La situation italienne a donc cela d’exceptionnel qu’elle documente la transformation de l’activité politique à une époque où l’organisation horizontale des « mouvements » tend à se substituer au fonctionnement vertical des partis. Elle permet en effet de voir comment se posent et se résolvent une série de questions qui accompagnent la mutation de l’ordre du politique qui est en cours, comme :

Est-il possible de gouverner sans idéologie ou sans stratégie politiques affichées ?
Comment faire cohabiter dans un même exécutif deux modes de fonctionnement aussi opposés que l’horizontalité des mouvements et la verticalité des partis ? Et comment nouer des alliances entre ces deux types de forces qui coexistent aujourd’hui sur la scène politique ?
Comment maintenir l’équilibre entre le contrôle des adhérents de base et l’action des représentants ou les porte-parole d’un mouvement lorsqu’il est en position de gouverner et que les décisions doivent être prises dans l’immédiateté et l’urgence – et parfois le secret – des situations ?

Peut-on gouverner en soumettant toute décision à un débat public informé et en négligeant les impératifs du « fait majoritaire » qui justifient une discipline de vote et un alignement inconditionnel sur les propositions d’un exécutif ?
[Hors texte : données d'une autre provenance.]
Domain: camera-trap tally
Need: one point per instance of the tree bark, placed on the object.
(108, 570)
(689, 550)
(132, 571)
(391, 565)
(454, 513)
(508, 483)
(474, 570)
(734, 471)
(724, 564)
Ceux et celles que l’avenir de la démocratie intéresse auraient donc tout intérêt à suivre de près l’expérience quotidienne de l’exercice du pouvoir par le M5S afin d’analyser les modalités sous lesquelles un mouvement de citoyen.ne.s ordinaires peut participer à un gouvernement de façon durable et opérer un changement radical de la manière de faire de la politique. Et cela sans préjuger du fait que c’est exactement ce que le Cinque Stelle font aujourd’hui.